The U.S. hotel industry reported “mostly positive results” in occupancy, average daily rate and revenue per available room during Q3 2019, according to STR. Year-over-year, occupancy declined 0.1 percent to 70.9 percent, ADR rose 0.8 percent to $133.25 and RevPAR rose 0.7 percent to $94.42.

“While RevPAR increased slightly, it was the lowest year-over-year percent change in the metric since the first quarter of 2010, and the first quarter during the current cycle to show an increase in the metric below 1 percent,” Bobby Bowers, STR’s senior VP of operations, said in a statement. “While demand growth slowed to 1.8 percent, the industry sold more nights than any other Q3 in history. Keeping in line with that theme, third-quarter room revenue reached $46.5 billion, the highest quarterly room revenue figure in STR’s U.S. database.”

The industry’s current cycle is now at 115 months with YOY RevPAR increases during 112 of those months. This September marked the third instance of a YOY decrease, with June this year and September 2018 being the other two.

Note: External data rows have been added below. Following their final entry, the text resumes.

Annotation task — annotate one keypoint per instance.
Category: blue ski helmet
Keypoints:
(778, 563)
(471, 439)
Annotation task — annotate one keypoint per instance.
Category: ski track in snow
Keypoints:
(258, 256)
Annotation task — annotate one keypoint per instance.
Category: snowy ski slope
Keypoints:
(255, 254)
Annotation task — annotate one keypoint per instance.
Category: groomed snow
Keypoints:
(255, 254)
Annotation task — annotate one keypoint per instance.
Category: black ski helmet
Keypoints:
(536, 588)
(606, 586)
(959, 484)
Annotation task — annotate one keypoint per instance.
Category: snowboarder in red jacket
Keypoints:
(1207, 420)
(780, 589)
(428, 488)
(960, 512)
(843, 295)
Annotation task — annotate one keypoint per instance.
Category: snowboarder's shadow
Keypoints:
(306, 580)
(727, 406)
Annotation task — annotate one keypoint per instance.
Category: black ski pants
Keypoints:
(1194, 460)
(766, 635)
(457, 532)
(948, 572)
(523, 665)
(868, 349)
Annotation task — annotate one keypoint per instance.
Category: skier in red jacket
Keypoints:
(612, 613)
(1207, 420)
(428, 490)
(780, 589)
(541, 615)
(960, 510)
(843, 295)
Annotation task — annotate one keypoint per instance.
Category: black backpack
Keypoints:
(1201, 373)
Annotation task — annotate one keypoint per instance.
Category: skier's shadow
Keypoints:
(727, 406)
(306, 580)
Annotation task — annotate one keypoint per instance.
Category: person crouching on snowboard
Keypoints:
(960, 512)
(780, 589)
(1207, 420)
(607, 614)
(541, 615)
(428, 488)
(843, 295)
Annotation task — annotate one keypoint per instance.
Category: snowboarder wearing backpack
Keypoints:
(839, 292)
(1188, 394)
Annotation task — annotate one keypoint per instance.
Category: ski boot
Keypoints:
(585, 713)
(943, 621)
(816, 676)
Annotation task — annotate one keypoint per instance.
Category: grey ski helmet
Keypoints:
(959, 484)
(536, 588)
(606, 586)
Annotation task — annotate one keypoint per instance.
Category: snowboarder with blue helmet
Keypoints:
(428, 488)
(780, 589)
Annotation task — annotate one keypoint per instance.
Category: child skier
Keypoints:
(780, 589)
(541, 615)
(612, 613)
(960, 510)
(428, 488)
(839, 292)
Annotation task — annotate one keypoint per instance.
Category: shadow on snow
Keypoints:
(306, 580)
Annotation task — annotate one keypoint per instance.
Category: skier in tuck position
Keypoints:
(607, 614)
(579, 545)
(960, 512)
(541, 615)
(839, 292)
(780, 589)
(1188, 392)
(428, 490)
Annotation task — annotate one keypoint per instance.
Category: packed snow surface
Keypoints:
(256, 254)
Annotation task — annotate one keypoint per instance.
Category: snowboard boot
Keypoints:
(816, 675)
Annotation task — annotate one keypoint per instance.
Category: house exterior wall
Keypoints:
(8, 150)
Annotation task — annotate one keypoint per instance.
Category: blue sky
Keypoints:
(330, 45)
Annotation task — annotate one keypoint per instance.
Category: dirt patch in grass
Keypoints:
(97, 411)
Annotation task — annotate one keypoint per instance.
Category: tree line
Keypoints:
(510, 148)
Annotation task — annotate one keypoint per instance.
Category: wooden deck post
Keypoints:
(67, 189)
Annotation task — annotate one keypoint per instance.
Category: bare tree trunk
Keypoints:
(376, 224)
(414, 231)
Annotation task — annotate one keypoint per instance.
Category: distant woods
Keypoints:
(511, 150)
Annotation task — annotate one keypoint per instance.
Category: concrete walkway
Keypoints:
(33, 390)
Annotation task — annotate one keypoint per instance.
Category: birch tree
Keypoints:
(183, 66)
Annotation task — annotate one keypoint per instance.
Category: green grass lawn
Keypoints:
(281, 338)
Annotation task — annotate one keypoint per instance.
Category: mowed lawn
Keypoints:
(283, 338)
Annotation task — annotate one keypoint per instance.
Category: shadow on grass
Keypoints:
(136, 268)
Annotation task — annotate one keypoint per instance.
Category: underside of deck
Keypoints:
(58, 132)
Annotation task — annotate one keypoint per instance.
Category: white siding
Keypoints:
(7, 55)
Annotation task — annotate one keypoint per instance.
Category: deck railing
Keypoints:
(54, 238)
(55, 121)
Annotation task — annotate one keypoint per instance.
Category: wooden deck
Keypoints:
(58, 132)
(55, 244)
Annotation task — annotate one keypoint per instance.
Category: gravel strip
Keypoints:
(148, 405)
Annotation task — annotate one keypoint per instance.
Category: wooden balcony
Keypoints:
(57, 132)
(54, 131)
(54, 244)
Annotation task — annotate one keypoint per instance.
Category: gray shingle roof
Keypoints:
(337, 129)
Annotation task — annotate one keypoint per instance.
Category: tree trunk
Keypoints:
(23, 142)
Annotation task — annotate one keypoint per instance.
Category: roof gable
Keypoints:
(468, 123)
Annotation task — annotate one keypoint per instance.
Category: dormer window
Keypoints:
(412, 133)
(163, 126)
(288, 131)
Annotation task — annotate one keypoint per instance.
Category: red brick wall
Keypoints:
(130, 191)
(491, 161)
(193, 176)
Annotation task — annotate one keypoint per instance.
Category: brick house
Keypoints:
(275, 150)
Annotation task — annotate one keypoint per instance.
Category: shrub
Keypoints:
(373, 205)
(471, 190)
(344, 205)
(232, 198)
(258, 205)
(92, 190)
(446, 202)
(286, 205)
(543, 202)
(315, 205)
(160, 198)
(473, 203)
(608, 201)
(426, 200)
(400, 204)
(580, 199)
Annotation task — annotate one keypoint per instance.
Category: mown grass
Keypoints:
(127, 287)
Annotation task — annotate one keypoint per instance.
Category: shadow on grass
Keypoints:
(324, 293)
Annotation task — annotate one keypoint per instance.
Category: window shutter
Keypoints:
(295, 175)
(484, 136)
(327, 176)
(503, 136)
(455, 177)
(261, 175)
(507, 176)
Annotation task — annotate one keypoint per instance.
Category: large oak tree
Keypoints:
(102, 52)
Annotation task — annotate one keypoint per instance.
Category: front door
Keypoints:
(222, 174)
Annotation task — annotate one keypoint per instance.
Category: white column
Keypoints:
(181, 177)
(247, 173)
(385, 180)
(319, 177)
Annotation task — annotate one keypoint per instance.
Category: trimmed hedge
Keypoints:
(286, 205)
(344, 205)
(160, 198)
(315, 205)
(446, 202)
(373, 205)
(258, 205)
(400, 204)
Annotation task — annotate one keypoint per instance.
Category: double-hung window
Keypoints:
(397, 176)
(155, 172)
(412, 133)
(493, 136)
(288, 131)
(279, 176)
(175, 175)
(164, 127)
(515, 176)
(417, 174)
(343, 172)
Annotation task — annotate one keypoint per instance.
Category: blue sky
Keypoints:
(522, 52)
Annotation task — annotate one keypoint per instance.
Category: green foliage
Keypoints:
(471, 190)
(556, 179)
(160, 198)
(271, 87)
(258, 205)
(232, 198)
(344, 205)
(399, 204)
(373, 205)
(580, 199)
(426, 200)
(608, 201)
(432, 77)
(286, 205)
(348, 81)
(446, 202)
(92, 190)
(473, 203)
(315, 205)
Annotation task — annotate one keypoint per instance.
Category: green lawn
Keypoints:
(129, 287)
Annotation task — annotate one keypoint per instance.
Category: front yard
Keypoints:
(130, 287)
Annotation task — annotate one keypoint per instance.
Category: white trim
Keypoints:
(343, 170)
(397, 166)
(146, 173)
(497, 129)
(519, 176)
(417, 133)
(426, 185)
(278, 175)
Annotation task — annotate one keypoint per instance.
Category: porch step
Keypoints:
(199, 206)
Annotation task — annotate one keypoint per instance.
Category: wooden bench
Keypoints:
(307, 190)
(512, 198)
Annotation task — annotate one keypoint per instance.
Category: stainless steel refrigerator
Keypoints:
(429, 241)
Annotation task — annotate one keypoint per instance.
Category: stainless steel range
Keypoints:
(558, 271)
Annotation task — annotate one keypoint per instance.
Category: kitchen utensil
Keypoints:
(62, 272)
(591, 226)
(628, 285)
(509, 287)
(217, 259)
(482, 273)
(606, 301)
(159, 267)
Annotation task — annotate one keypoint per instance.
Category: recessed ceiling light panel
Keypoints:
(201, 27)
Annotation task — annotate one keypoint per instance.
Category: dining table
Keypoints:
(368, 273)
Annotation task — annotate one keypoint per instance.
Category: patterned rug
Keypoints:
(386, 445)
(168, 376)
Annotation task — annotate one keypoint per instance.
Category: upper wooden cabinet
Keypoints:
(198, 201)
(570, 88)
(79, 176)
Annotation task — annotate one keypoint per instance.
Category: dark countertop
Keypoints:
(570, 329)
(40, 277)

“The second month this year with a negative result points to a continued slowdown for the U.S. hotel industry,” Jan Freitag, SVP of lodging insights at STR, said in a statement about the September results.

Top 25 Markets

Of STR’s top 25 markets, Phoenix experienced the largest increase in RevPAR (5.3 percent to $60.57). Houston registered the highest rise in occupancy (4.4 percent to 62.4 percent) and Washington, D.C.-Maryland-Virginia recorded the largest jump in in ADR (4 percent to $148.43).

Seattle and Miami/Hialeah, Fla., tied for the steepest decline—5.1 percent. Seattle also reported the largest drop in ADR (-4 percent to $185.35) and Orlando experienced the steepest decline in occupancy (-5 percent to 69.6 percent).